Più avanti negli anni ho registrato più di 20 Storie dalla voce di mia madrina, Anna Rovera, classe 1909, quando mi sono resa conto, dopo la morte di mio padre, che lei era l’ultima testimone diretta di questa tradizione.
Insieme alle Storie lei mi ha raccontato la vita della Borgata, le famiglie, la quotidianità, gli eventi straordinari.

Lei era una Madrina, (forse una fata Madrina?) e, mi disse un giorno parlano della sua Madrina, Maria Gianti, levatrice, detta Mirino “le madrine erano sapienti, mi sembra che sapevano, avevano anche imparato dai suoi vecchi e sapevano insegnare”.

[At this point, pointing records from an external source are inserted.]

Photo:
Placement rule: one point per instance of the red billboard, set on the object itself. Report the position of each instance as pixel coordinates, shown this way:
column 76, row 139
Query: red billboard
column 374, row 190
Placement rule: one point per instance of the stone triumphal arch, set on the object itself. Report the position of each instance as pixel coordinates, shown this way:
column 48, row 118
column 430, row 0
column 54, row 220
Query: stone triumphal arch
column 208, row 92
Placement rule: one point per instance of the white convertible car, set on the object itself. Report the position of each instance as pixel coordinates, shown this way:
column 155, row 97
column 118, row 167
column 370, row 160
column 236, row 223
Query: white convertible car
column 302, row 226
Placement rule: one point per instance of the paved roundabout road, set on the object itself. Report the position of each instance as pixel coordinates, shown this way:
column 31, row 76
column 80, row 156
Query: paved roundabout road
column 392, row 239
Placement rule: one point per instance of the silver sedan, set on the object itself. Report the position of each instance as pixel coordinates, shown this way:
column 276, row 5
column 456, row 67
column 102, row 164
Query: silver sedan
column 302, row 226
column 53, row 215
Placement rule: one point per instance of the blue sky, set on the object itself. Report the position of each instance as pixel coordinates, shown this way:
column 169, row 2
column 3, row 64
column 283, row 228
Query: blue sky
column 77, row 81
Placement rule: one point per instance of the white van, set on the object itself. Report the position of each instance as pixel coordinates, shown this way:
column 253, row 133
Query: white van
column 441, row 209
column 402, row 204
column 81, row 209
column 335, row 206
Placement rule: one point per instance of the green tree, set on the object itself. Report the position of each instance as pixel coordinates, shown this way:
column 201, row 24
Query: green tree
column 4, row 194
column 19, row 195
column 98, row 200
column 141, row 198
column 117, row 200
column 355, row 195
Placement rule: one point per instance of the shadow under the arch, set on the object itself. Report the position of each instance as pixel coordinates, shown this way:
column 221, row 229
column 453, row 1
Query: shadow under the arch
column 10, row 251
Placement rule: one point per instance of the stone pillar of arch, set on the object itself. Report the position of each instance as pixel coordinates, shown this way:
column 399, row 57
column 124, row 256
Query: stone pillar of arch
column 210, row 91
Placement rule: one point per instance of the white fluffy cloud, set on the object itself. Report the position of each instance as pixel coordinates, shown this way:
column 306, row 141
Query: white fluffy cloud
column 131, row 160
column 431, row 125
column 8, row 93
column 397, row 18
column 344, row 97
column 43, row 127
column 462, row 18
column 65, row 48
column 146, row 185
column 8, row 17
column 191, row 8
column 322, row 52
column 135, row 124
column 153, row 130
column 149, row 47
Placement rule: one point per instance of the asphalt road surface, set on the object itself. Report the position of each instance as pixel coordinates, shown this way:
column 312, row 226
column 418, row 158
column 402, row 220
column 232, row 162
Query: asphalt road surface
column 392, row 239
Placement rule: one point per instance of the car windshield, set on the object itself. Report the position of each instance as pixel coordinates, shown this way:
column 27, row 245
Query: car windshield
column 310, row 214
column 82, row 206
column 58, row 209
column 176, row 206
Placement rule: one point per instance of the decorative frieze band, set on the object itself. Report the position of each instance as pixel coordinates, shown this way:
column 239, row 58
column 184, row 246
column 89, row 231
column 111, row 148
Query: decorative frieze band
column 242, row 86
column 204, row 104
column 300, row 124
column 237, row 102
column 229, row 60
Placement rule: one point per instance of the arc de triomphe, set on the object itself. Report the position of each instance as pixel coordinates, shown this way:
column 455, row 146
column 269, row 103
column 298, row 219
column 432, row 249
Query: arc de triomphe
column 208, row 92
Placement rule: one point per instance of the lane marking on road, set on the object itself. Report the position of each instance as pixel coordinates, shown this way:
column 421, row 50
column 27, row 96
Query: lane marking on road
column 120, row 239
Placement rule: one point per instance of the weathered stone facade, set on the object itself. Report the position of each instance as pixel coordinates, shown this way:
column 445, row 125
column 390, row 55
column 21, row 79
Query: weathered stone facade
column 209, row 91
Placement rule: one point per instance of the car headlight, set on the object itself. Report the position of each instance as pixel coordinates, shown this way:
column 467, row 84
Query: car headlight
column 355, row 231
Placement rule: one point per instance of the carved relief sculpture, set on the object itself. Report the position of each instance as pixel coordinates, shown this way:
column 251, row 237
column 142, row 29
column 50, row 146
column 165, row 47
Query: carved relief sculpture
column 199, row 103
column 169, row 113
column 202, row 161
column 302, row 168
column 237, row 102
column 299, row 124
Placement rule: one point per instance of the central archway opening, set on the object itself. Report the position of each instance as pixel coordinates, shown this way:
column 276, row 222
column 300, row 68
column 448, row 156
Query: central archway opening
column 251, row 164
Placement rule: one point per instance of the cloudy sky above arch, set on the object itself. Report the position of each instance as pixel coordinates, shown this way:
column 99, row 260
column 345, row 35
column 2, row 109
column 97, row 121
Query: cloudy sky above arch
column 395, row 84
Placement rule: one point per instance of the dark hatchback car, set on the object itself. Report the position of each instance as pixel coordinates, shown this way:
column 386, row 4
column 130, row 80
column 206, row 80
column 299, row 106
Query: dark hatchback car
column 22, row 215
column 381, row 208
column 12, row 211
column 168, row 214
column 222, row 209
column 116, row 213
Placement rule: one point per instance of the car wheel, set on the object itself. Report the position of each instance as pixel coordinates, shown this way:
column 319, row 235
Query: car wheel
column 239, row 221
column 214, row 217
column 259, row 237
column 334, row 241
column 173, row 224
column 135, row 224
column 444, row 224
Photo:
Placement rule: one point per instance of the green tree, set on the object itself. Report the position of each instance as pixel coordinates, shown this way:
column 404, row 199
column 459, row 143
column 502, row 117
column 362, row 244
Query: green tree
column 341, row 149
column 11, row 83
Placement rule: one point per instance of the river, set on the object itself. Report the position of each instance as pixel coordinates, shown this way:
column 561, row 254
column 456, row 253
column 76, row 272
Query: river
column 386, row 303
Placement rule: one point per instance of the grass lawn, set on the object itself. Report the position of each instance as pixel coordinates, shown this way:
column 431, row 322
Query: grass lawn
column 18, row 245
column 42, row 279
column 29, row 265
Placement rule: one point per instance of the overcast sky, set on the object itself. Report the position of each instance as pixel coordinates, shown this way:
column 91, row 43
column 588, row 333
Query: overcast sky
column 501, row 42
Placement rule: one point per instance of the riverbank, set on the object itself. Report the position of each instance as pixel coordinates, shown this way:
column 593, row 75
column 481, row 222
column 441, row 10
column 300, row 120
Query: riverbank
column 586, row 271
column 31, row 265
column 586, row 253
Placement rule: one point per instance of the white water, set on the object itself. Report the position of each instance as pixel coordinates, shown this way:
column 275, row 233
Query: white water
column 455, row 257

Raccogliere tutto il patrimonio che ci è giunto dai vecchi di Codighiu, continuare ad ascoltare testimonianze, archiviarle, raccontare le Storie a chi desidera ascoltarle.
Questo è ciò che cerchiamo di fare con l’Associazione Borgata Ghio.
Da dove arrivano il nostro modo di essere, di pensare, di parlare, quella matrice che descrive il nostro progetto di espressione sulla terra: di padre in figlio? attraverso una madre lingua?

Non lo so, ma mi piace sperare che possa sempre esserci spazio nella vita dei ragazzi per Storie come quelle di Codighiu.
A questo proposito ricordo la carissima Ersilia Zamponi, insegnate straordinaria che faceva giocare i suoi alunni con le parole.
Ersilia scriveva che : “ Se i ragazzi ‘sono tutti figli di principi’, hanno diritto anche al superfluo; e il mondo — per nostra fortuna — è ancora ricco di cose inutili che, proprio per la loro gratuità, svolgono una preziosa e insostituibile funzione”.